In Sandusky County in Northwestern Ohio, on a hot, sunny afternoon, migrant workers drive stakes into the ground to support the pepper plants. Soon the workers will pick them by hand…row after row, acre after acre. 43 year old Orfelinda Lopez has traveled from her Texas home to work at this farm for 11 years. Her husband has worked here for 15 years. They are originally from Mexico. Lopez says the work is hard but she knows what to do. For the cucumber plants, soon to be gherkin pickles, it’s all about making sure to pick them when they’re small.
“Yea, one tries to pick number ones so you can get paid better, but you have to pick them all regardless of what size it’s on the plant.”
Baldemar Velasquez translates for Lopez. He’s the President of the Farm Labor Organizing Committee or FLOC. The union represents about 3,000 Ohio migrant workers. Velasquez says his members in Ohio face increasing pressure. He says authorities are making it more difficult for migrant workers to stay.
“We don’t know what’s going to happen. There may be an immigration scare. And when that happens, when the border patrol gets out there and they raid a local establishment like they did these Mexican restaurants a couple of years ago, it sent a streak of fear among all the immigrant community.”
State Statistics validate those suspicions. According to the Ohio Department of Job and Family Services, the number of Ohio migrant workers dropped by 9 percent from 2010 to 2011. Sandusky and Ottawa counties also saw a drop of migrant workers.
Migrant workers stay in Ohio from April until early November. They make at least $7.85 an hour, but if they work for the piece rate they can earn up to $16 an hour.
21-year-old Victor Rodriquez worries about an immigration crackdown.
“Yea everybody is concerned about that. We’re all afraid of the immigration.”
Migrant worker Orfelinda Lopez says workers and farmers spread the word if they see an I.D. checkpoint.
“There is word among the community here among even the farmers who notify this particular farm that there is a checkpoint set up on Route 6 or someplace and the word spreads among the people not to go out in that direction so they don’t get stopped.”

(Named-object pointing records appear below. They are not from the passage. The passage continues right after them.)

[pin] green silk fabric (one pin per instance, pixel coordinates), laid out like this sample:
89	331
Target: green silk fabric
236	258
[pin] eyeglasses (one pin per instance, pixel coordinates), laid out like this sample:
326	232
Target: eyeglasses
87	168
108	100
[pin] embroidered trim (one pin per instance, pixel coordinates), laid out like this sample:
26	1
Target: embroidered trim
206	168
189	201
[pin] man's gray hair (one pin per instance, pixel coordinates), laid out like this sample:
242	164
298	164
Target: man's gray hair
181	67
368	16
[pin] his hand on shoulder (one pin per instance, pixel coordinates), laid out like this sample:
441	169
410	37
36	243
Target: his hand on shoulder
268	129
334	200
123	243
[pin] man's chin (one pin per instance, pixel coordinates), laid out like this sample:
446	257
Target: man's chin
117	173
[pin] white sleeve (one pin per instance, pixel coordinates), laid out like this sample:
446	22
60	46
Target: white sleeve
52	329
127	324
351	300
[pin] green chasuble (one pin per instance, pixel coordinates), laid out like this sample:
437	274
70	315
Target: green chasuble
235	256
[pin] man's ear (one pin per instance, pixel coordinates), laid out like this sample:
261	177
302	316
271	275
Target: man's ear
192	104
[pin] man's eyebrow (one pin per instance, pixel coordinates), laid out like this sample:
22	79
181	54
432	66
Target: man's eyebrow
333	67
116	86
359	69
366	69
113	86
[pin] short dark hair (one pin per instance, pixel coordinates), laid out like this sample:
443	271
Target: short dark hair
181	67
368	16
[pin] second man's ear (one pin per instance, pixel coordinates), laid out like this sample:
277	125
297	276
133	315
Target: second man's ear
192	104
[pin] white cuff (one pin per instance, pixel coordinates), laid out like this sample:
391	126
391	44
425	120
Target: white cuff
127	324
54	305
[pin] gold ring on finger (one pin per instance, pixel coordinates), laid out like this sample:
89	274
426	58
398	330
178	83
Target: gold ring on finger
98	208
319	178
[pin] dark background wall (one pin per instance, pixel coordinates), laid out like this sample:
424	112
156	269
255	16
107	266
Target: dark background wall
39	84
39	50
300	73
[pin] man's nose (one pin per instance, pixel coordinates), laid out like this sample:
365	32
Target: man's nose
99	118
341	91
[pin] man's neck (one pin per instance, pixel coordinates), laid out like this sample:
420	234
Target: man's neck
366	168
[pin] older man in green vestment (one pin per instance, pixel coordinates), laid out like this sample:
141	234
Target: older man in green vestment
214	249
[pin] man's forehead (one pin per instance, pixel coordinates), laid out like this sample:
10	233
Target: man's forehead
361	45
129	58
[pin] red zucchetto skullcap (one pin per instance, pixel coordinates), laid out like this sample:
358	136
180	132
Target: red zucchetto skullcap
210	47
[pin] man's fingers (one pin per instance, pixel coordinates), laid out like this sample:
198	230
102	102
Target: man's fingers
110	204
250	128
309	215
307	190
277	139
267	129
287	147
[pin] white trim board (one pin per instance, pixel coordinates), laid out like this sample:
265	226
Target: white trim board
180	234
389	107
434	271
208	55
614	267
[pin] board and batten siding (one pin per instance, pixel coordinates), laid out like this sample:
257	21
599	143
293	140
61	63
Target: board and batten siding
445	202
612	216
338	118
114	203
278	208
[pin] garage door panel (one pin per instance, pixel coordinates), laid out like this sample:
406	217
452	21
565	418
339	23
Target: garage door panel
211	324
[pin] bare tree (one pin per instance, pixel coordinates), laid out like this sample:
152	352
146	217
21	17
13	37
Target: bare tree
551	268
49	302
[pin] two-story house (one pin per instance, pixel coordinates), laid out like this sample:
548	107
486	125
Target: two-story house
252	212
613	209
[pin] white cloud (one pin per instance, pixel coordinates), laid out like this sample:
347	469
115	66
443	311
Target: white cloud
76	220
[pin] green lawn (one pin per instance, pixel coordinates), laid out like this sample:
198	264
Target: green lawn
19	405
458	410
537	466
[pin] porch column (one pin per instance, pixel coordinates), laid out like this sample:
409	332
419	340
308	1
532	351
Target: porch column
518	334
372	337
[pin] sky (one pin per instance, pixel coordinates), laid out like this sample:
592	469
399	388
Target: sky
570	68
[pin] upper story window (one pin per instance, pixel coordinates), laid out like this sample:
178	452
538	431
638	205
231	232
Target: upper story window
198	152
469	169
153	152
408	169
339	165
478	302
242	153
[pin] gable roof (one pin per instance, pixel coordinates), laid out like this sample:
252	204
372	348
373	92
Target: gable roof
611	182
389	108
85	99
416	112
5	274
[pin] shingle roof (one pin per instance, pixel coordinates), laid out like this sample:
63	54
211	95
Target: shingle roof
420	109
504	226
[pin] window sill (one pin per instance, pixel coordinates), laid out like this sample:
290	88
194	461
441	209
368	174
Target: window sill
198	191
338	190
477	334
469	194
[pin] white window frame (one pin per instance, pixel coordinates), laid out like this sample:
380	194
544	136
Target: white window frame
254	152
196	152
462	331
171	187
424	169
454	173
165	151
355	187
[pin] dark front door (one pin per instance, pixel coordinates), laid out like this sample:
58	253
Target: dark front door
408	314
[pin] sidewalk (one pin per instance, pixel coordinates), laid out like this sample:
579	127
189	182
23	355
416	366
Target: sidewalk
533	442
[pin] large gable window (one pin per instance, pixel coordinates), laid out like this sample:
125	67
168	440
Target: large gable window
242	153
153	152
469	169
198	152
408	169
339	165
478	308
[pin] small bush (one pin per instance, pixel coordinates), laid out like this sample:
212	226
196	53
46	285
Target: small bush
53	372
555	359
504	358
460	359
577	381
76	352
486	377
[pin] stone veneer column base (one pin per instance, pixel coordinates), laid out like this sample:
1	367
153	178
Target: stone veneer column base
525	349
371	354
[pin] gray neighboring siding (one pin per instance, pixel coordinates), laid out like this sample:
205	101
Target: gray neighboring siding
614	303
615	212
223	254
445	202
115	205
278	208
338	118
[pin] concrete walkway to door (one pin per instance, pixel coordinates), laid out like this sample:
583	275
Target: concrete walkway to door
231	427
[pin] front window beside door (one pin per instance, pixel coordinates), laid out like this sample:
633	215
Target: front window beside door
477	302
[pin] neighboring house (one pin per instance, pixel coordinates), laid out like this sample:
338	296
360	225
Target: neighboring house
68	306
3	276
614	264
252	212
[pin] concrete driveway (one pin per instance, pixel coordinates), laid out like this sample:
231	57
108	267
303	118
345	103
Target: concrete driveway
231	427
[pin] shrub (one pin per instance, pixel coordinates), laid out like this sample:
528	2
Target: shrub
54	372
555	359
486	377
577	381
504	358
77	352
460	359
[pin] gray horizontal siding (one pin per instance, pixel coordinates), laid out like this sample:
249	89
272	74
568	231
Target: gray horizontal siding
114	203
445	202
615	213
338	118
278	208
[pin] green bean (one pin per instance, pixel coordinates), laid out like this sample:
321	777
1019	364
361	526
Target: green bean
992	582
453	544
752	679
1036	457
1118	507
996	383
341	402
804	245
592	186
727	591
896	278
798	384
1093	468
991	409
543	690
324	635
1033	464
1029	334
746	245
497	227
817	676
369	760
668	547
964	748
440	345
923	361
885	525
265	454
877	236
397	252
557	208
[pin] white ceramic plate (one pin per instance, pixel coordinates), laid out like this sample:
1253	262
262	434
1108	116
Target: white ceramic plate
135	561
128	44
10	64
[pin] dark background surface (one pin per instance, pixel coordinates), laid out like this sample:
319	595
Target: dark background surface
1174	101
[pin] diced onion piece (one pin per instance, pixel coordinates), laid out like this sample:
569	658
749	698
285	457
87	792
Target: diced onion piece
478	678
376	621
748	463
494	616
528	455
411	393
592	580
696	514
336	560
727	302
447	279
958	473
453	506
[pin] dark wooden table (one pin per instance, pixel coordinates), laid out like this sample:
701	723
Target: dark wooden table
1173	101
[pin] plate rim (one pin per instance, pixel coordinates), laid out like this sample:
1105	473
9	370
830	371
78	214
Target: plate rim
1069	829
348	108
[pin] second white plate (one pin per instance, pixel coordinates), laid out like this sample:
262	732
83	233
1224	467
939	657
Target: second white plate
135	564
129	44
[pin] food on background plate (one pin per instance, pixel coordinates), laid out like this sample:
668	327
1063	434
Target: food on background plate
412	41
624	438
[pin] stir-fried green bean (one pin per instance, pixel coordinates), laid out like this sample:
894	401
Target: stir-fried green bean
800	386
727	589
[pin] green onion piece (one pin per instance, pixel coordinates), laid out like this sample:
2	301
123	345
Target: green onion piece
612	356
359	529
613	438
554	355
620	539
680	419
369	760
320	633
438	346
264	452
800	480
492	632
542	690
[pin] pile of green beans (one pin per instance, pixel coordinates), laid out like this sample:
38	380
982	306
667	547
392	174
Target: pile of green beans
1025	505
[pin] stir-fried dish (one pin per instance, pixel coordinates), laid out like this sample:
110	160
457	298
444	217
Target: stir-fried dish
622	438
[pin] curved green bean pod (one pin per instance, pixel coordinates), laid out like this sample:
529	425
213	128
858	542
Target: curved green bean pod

Two years ago Lopez adds several farm workers were stopped and later deported. Their absence created a heavier workload for those who remained.
“They haven’t had any problems this year, but the year before last they did pick up some workers coming from the cabbage harvest and they were detained and deported.”
The drop in migrant workers is taking a toll on farmers.
Ottawa County’s Daryl Knipp, has been in the family farming business for 38 years. Until last year the crops grown on his farm included tomatoes and cucumbers, but Knipp says because of the crackdown on migrant workers, he decided to eliminate labor intensive produce like tomatoes and cucumbers.
“It seems like immigration is more in the forefront and it seems harder to find good workers who have the right credentials to be able work in this country. It’s become more of a challenge over the years and that’s one of the stressors I was trying to relieve,” says Knipp.
Knipp says it’s hard to know sometimes if a worker’s paperwork is accurate.
“Unfortunately we did have one situation where an employee that we had had for several years and who had had five children born in the United States, had a minor parking misdemeanor incident that turned into checking his paperwork. And he was ultimately taken away from his family,” explains Knipp.
The Ohio Produce Growers and Marketers Association reports some farmers are reducing the amount of crops they grow as they compete for the migrant workers who are available in Ohio.
FLOC has sued the border patrol for what it sees as aggressive tactics. Last month, 3 men were stopped in north Toledo for a supposed traffic violation when an agent asked a passenger in the vehicle for identification.
Farmer Daryl Knipp hopes lawmakers find a permanent solution soon.
“We need a very simple, basic program that lets us go out of the country to find these workers, bring them in, let them do their work and then let them go back home without a lot of strings attached to it,” says Knipp.